Борис Васильев - Кажется, со мной пойдут в разведку...
И тут я чувствую, что с коленями у меня происходит какая-то трясучка. Медленно опускаюсь на бревно, и боль вдруг наваливается на меня, словно только и ждала, когда я присяду. Болят лицо, голова, грудь, руки, живот — болит все, что способно болеть, даже волосы. Дыбом они вставали, что ли?..
— Генка, воды!.. — Это Федор.
— Не тронь его, — хрипит Славка. — Ему досталось не меньше нашего.
Федор идет к колодцу, а я удивляюсь настигшему меня приступу невесомости. Земная невесомость в отличие от космической имеет тенденцию к разделению тела на части: в то время как ноги наливаются ртутью, голова приобретает легкость и явно стремится ввысь. Словом, лечу я!..
Прихожу в себя, когда солнце светит вовсю. Я лежу в тени на брезенте, укутанный в два одеяла. Все у меня на месте, и закон всемирного тяготения вроде опять существует, но тело ломит так, будто я накануне слегка попал под грузовик.
— …из армии вернулся. А я и не знал, что Верка до призыва с ним гуляла! Пошел, как телок на бойню…

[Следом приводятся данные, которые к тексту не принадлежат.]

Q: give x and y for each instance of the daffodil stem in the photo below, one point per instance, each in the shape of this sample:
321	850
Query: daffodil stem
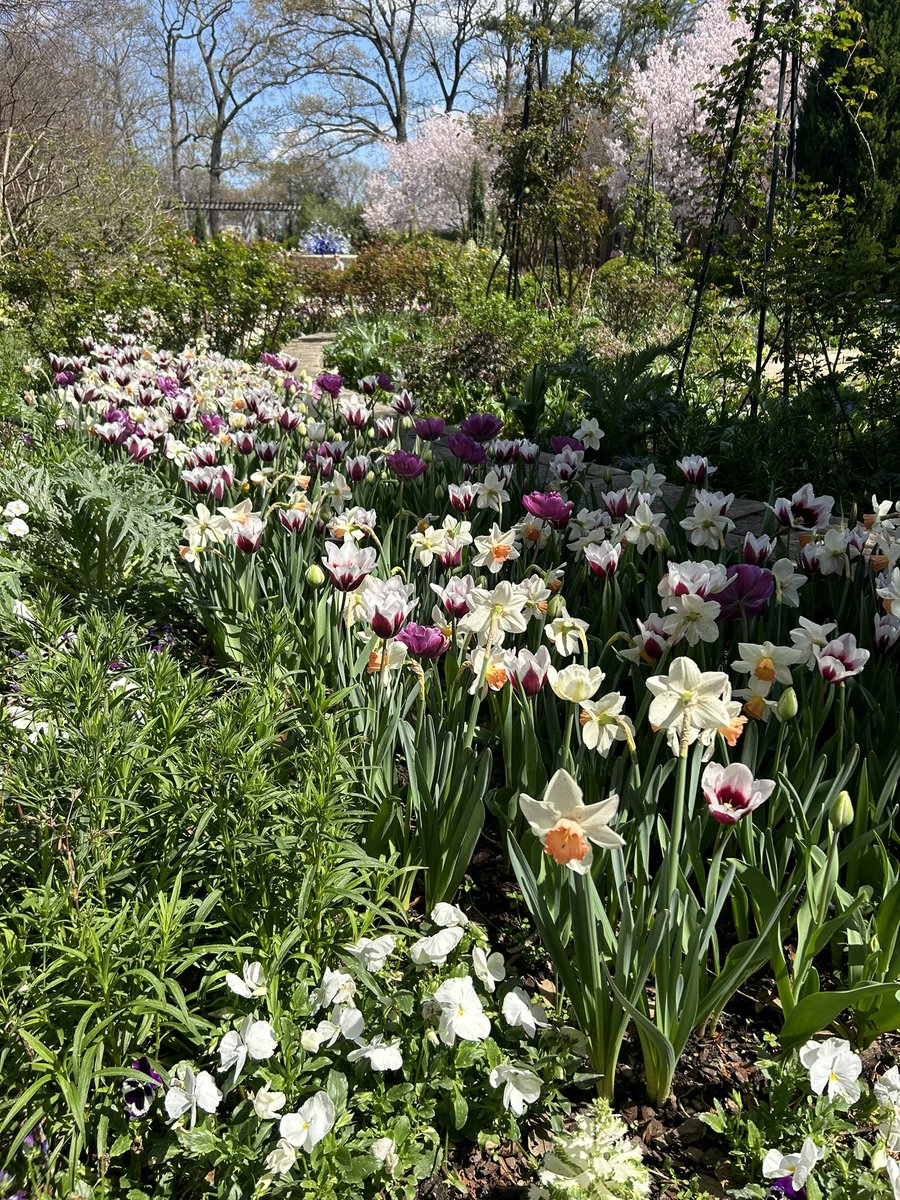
568	736
675	841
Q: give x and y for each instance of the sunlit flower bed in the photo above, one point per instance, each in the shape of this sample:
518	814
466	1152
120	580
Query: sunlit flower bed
685	745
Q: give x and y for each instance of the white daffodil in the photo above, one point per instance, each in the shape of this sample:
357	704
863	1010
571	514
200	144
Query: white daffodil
603	723
648	480
385	1152
490	969
568	634
491	493
267	1104
796	1168
887	1093
520	1012
495	612
336	988
379	1054
189	1092
833	1067
707	526
589	433
767	663
255	1039
691	618
575	683
433	951
313	1121
688	695
521	1087
808	637
497	549
787	582
567	827
346	1021
445	915
373	953
461	1013
252	984
281	1159
643	528
889	594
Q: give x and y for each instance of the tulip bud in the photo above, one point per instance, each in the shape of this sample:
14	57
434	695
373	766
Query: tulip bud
787	705
556	606
841	811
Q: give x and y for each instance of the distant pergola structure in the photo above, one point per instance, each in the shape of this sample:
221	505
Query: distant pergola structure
249	211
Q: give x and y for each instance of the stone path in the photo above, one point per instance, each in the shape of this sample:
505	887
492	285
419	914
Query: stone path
309	351
747	515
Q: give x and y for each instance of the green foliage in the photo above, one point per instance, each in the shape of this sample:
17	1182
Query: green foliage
237	297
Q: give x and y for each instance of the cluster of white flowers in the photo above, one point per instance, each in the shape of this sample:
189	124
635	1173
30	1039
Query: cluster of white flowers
595	1161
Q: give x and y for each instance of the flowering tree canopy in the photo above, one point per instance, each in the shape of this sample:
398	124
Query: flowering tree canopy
667	113
425	184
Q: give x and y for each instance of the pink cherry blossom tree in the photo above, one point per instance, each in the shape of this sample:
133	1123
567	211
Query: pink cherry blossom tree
666	111
425	183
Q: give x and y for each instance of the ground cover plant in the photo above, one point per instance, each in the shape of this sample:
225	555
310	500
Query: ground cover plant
247	804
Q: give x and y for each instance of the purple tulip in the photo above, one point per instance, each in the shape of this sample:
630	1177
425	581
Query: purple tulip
466	449
330	383
550	507
481	426
268	451
167	385
289	419
424	641
407	466
429	429
748	592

Славка прерывает свой рассказ тихим и очень жизнерадостным смехом. Я выглядываю из-под одеял: мои наставники сидят на траве под полузасохшей березой. На расстеленной газете стоят бутылка, три стакана, нарезанная большими кусками нечищеная ставрида и обломки нашего давным-давно засохшего хлеба. Чуть в стороне — завернутая в телогрейку кастрюля, возле которой, пуская слюни, лежит Фишка.

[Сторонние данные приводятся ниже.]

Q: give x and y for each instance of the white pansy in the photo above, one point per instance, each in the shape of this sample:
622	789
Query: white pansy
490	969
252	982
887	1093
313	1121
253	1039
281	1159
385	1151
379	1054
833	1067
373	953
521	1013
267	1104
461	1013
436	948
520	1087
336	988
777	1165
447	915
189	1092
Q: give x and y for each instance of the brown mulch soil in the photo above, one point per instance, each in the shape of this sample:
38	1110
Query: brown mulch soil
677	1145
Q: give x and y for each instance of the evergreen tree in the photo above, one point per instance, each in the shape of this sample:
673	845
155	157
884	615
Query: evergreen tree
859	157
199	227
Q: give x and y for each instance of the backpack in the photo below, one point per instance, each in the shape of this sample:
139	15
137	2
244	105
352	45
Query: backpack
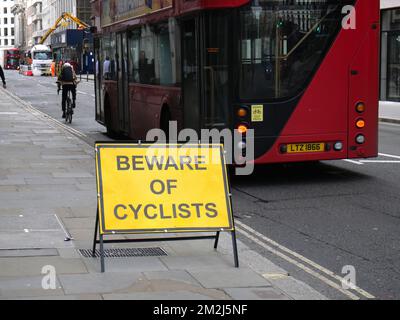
67	74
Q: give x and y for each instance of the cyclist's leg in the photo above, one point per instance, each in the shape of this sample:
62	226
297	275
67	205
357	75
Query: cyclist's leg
73	90
64	98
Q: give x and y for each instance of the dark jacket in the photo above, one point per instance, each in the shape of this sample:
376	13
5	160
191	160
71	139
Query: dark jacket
2	75
67	76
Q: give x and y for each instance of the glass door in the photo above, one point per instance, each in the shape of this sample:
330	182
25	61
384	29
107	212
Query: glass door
215	70
123	81
191	74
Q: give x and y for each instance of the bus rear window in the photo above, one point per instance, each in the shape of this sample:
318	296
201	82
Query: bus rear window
282	45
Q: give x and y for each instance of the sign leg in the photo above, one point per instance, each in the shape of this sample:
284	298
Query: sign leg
235	253
96	228
216	240
102	254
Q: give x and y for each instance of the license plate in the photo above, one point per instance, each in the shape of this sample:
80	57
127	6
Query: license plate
306	147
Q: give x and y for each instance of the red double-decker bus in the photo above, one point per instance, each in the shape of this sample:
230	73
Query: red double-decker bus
11	58
302	74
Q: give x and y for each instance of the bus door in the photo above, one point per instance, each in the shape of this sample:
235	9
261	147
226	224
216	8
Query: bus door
215	70
191	74
205	71
98	81
123	90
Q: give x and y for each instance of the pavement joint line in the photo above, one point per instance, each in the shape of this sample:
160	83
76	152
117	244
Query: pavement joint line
67	234
300	265
302	258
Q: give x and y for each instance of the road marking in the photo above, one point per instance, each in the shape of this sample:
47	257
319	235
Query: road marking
28	107
251	233
354	162
381	161
389	156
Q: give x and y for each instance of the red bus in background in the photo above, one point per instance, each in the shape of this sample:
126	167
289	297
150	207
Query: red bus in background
287	69
11	59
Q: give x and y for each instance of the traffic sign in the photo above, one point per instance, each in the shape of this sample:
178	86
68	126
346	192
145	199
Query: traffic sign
162	188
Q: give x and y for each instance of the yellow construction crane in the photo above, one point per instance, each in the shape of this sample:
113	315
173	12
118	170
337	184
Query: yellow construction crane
64	20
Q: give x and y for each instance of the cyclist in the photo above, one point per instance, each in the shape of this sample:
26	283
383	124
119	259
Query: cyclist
3	79
67	80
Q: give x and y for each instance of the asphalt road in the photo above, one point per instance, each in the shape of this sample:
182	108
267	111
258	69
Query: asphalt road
311	219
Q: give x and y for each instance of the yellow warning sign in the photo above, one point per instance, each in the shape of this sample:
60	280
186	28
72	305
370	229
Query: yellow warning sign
257	113
151	188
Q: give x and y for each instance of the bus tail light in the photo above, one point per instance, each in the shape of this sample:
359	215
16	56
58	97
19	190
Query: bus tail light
242	112
242	129
338	146
360	139
360	107
360	124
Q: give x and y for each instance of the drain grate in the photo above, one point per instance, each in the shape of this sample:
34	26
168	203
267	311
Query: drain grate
125	252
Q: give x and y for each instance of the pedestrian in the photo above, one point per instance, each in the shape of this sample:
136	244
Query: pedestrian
2	77
107	69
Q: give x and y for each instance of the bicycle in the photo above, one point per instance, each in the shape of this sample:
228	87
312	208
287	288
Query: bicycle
68	108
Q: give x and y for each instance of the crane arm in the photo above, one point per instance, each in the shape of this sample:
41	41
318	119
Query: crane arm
67	18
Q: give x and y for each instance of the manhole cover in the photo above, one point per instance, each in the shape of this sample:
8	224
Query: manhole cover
124	252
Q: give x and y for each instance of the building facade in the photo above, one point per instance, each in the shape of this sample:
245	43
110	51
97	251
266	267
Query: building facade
7	29
390	50
68	43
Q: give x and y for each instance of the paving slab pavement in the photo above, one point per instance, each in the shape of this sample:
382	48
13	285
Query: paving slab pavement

— Захожу, а в избе полно ребят: дружки его. Выпивши уже здорово, бельма на меня выкатили. Ну, я сразу понял ситуацию и двинул в окно. Хорошо еще, дом современный — окна широкие. Ребята, конечно, за мной, но я рву вперед и пока лидирую, как Борзов на стометровке. Все-таки колом они меня пару раз по башке достали, но ноги я унес. Ботинок, правда, в речке утопил: жалко. Хороший был ботинок…
— Мало тебя, Славка, за баб, видно, били.
— Много! — радостно не соглашается Славка. — А что делать, если они меня любят? Разве женщине откажешь, Федя? Грубость это — женщине отказывать…
Он опять заливается беззаботным смехом. Он смеется всегда, в любых обстоятельствах, и за это ребята многое ему прощают.
— Давай быстрей, картошка стынет, — говорит Федор в ответ на мое «доброе утро», произнесенное довольно косноязычно по причине онемения нижней челюсти.
По этой же причине я и умываюсь весьма символически, так как проклятая челюсть не терпит, оказывается, никаких прикосновений. Осторожно промакиваю лицо полотенцем, о цвете которого лучше никогда не говорить маме, и, прихрамывая, подхожу к ребятам. При моем приближении на Славку нападает приступ смеха, но особенно всплескивать руками ему тоже не очень-то сладко. Он все время ойкает и хватается за разные места.
— В зеркало… В зеркало глянь!..
Федор серьезно подает мне зеркало. Да, портретик вполне модернистский: преобладают фиолетово-багровые тона…
— Выпей, — Федор разливает водку. — Сразу легче станет.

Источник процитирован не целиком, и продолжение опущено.